Raphaël Ménard : Avec la guerre en Ukraine, le boomerang des énergies fossiles revient avec une force phénoménale. Nous devons passer d’un régime de stocks (les énergies fossiles) à une logique de flux (les énergies renouvelables, distribuées). Pour des impératifs environnementaux, économiques ou géopolitiques, les énergies renouvelables vont s’imposer, la dynamique est en route en Europe et dans le monde. À nous d’inventer de nouveaux paysages de « récolte énergétique », en mixant solaire, éolien, biomasse, hydraulique, géothermie… C’est un magnifique sujet d’architecture et de paysage. Évidemment, ce développement doit s’accompagner d’une maîtrise – voire d’une diminution – de la demande d’énergie, par la sobriété et l’efficacité. C’est le schéma proposé par l’association Négawatt depuis de nombreuses années, et encore une fois, la crise accélère cette nécessité, pour le traduire à l’échelle locale, dans un contexte culturel et social donné.

Le retour aux produits locaux, aux circuits courts, concernerait donc aussi la production d’énergies ?

Raphaël Ménard : Effectivement, ces zones de basse densité sont intéressantes s’agissant de la « récolte » pour l’alimentation, la séquestration du carbone, la production de matières biosourcées, mais aussi pour l’énergie.
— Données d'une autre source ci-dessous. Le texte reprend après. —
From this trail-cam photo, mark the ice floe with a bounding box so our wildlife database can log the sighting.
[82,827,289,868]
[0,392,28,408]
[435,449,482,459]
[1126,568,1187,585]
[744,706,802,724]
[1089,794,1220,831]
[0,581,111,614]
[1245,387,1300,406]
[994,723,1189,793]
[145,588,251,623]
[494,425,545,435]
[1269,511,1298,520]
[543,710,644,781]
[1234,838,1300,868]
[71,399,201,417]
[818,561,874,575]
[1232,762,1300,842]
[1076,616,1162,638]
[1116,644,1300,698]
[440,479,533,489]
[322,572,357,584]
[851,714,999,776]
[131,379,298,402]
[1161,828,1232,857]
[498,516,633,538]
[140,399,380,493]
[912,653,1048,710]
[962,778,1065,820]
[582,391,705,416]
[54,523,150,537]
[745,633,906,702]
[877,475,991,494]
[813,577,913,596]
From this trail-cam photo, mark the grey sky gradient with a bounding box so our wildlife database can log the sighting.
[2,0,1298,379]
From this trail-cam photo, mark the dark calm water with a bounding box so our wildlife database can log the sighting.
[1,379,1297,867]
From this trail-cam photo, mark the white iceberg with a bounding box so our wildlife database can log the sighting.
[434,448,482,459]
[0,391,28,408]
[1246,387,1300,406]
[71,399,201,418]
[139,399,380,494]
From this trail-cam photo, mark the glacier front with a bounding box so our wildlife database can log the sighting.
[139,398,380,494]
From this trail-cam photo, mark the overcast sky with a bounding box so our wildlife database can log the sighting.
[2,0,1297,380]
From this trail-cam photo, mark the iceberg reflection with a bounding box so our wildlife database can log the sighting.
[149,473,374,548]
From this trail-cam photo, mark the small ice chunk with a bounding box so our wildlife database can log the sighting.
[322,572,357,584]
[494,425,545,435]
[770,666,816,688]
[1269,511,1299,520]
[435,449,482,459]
Il n’y a pas si longtemps – environ 200 ans, avant ce qu’on appelle parfois l’anthropocène – nous utilisions essentiellement des énergies renouvelables, et en très grande majorité du bois… Par exemple, pour Paris, en l’espace de deux siècles, le « bassin versant » de son approvisionnement énergétique s’est terriblement agrandi. Avant la première révolution industrielle, il était régional, la distance moyenne des intrants de la ville de Paris s’est ensuite étendue avec l’arrivée du charbon, pour finalement atteindre des milliers de kilomètres avec l’usage des hydrocarbures. Cette histoire est très bien documentée dans l’article de Kim et Barles. Un mouvement de contraction doit s’opérer pour que le plus vite possible, nous délaissions les énergies fossiles.

Les villes moyennes, les communes rurales, sont donc amenées à jouer un rôle crucial dans la transition énergétique que nous nous apprêtons à vivre ?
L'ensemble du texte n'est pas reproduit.